# Exterior window sealant



## Windows on Wash (Aug 30, 2011)

Depends on the sealant, what type of cure it is (moisture, chemical, etc), the temperature of outside as well as the humidity.


----------



## johnnyk42 (Jan 4, 2012)

Thanks, 

I am in Scotland, UK 

The sealant is Unibond exterior window sealant.
http://www.amazon.co.uk/dp/B003ZUXQ...de=asn&creative=22206&creativeASIN=B003ZUXQKS

All the sealants i've seen say up to 48 hours to dry, can't find any fast drying ones, if there is any?

It's to be between 2 and 6 oC, humidity it says between 80 and 90% next few days and it's to be dry the next 3 days (although it can change very easy over here) then rain forecast again on Sunday.
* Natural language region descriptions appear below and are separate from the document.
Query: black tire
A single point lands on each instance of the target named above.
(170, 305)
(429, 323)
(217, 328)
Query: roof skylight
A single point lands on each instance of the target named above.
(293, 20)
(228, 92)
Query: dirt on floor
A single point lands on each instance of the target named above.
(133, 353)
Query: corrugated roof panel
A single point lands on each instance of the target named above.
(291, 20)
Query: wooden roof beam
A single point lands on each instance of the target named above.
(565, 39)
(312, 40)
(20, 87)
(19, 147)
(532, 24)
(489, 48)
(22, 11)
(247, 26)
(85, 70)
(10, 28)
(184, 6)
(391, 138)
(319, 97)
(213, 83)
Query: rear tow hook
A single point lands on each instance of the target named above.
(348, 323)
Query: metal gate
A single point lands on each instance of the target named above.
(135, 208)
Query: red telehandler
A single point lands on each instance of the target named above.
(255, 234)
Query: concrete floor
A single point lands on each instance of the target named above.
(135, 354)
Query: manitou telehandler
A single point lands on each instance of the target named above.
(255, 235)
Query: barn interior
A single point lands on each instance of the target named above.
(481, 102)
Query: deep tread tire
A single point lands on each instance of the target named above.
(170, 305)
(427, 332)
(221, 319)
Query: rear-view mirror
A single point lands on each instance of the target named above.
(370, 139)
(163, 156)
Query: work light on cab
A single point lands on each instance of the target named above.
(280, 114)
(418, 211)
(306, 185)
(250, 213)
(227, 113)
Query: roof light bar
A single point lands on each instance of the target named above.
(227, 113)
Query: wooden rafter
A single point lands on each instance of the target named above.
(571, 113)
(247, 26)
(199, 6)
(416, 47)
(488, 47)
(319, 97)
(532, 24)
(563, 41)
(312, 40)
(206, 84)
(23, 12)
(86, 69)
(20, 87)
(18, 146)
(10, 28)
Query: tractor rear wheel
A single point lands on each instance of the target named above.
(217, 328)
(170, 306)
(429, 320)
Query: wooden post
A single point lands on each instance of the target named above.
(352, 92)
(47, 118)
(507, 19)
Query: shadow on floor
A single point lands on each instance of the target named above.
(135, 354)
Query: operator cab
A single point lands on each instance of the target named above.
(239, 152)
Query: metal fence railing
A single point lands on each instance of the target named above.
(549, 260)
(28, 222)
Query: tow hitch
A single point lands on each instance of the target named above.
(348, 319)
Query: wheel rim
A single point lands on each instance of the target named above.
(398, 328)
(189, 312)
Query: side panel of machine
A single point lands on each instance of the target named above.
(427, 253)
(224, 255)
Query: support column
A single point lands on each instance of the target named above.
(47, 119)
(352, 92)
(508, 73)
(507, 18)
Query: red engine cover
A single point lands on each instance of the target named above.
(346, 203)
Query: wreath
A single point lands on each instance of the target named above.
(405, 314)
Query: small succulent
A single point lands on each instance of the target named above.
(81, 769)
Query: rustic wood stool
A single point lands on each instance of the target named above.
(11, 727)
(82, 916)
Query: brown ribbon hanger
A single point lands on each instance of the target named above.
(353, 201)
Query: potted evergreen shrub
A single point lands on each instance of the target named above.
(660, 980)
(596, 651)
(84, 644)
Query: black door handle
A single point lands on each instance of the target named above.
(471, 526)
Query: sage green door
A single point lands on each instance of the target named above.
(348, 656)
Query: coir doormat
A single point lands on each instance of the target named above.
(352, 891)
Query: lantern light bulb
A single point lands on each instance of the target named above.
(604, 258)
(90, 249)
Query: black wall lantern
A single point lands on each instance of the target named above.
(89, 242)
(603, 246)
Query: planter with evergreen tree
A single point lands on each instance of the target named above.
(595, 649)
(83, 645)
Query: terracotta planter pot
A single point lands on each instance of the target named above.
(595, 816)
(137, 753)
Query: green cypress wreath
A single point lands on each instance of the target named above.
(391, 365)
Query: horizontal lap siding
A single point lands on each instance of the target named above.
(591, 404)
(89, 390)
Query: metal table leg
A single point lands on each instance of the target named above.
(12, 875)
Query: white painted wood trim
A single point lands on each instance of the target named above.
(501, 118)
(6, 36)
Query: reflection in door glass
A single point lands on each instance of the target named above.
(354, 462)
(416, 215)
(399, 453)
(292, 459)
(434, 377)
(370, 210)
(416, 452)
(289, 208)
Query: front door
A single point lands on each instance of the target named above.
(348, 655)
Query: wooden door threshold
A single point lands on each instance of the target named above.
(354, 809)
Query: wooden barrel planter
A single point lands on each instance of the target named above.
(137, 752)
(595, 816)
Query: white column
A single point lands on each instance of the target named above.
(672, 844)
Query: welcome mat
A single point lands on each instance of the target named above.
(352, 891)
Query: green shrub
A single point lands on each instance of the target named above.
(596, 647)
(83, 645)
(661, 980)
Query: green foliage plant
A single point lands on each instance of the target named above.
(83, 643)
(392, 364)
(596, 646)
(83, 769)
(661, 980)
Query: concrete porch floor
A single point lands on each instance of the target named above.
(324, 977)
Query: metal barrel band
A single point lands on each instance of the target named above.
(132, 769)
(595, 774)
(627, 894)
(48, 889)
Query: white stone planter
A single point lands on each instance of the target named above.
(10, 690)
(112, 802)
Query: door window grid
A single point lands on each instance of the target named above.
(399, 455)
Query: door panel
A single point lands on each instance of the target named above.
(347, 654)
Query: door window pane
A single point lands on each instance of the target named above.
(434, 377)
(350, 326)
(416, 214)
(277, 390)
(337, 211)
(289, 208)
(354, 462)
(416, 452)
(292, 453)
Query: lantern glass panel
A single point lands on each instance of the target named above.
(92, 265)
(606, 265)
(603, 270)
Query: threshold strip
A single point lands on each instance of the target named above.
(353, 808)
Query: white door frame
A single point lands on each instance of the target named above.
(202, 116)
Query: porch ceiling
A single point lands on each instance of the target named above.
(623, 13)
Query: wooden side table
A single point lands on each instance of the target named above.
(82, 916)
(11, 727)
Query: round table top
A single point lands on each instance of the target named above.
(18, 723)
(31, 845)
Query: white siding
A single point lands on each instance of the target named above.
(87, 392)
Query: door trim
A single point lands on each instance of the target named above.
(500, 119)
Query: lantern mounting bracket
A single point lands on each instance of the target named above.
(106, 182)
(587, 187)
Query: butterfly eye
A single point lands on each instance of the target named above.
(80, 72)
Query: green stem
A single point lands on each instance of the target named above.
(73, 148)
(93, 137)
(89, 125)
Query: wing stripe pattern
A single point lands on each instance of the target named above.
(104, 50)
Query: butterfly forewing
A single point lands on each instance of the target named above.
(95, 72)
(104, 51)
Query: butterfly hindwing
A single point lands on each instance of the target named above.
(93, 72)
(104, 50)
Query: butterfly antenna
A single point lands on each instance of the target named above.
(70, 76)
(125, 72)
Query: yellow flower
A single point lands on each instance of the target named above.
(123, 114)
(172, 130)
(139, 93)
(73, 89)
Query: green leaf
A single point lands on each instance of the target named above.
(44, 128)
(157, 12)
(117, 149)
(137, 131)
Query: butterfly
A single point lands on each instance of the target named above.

The brick window sill is pretty wet and probably needs a new coat of exterior paint also.

I don't know if I should wait until spring to do it right when it's hopefully drier weather or try and get it fixed asap but i'm not sure if the sealant will hold as it's been so wet.

Thanks again,
Johnny


----------



## Windows on Wash (Aug 30, 2011)

48 hours is somewhat normal for most sealants for a full cure.

Many sealants will "skin" over in about and hour or two but will not reach full cure until much later.


----------



## johnnyk42 (Jan 4, 2012)

Thanks again,

i'll keep hoping for some dry weather soon and get it sealed properly 

Cheers,
Johnny


----------